Posted by stackja1945 [TypeKey Profile Page] | June 15, 2007 7:12 AM

"dumbed the show down" dumbed down the audience.

Posted by Lew | June 15, 2007 7:49 AM

You just can't beat these folks for brain-dead elitism. They will continue to insist that they know better and that the world simply lacks their refined sensibilities in these matters, until the day they go broke.

Earth to Les Moonves: "Stop trying to hammer a square peg into a round hole!" Katy Couric is just fine in the right venue, but the evening news ain't it!

If Les can't figure out how to intelligently and effectively deploy the talent he has at his disposal, then CBS needs to find someone who will.

Posted by GarandFan | June 15, 2007 10:50 AM

Moonves and Pinch are perfect examples of the Peter Principle.
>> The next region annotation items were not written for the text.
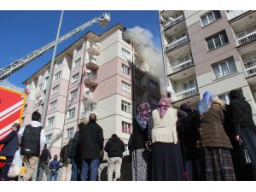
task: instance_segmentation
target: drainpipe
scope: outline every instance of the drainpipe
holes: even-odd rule
[[[86,65],[86,61],[84,62],[84,57],[85,57],[85,54],[86,54],[86,45],[87,45],[87,38],[84,38],[85,39],[85,45],[84,45],[84,56],[83,56],[83,66],[82,66],[82,73],[81,73],[81,82],[79,84],[79,86],[80,86],[80,91],[79,91],[79,112],[78,112],[78,119],[77,119],[77,125],[79,125],[79,116],[80,116],[80,106],[81,106],[81,97],[83,97],[83,93],[82,93],[82,87],[83,87],[83,82],[84,82],[84,65],[85,64]],[[85,58],[86,59],[86,58]],[[77,125],[77,131],[78,131],[78,125]]]
[[[160,22],[160,11],[158,11],[158,18],[159,18],[159,26],[160,26],[160,38],[161,38],[161,46],[162,46],[162,56],[163,56],[163,65],[164,65],[164,73],[165,73],[165,81],[166,81],[166,95],[168,95],[167,91],[167,72],[166,72],[166,62],[165,62],[165,48],[163,47],[164,45],[164,40],[162,38],[162,30],[161,30],[161,22]]]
Throwing in the NY Elite MSM attitude is just icing on the cake.

Posted by rrk | June 15, 2007 11:08 AM

All this seems a distraction from the main event here.

The network "evening news" with Walter and Chet and David, and Dan, for that matter, is deader than a coffin nail.

The whole idea of "the world in thirty minutes" (or similar such mewling) is bogus.

In fact, I'm inclined to cast a wider net here to say that the whole "news center-nerve center" thing is bogus. There are those outside its cultural reach for whom this is patently obvious and who use it on us constantly.

Posted by commander0 [TypeKey Profile Page] | June 15, 2007 9:34 PM

I heard this and I heard Rather and all I could think was that there is no serious student of world events who relies on a big 3 evening news for information. At all. Other sources are better, faster, more reliable, deeper and devoid of chaff. What place do they have left except as the evening Today show for casual observers? And Dan, you had more than a small role in making it so.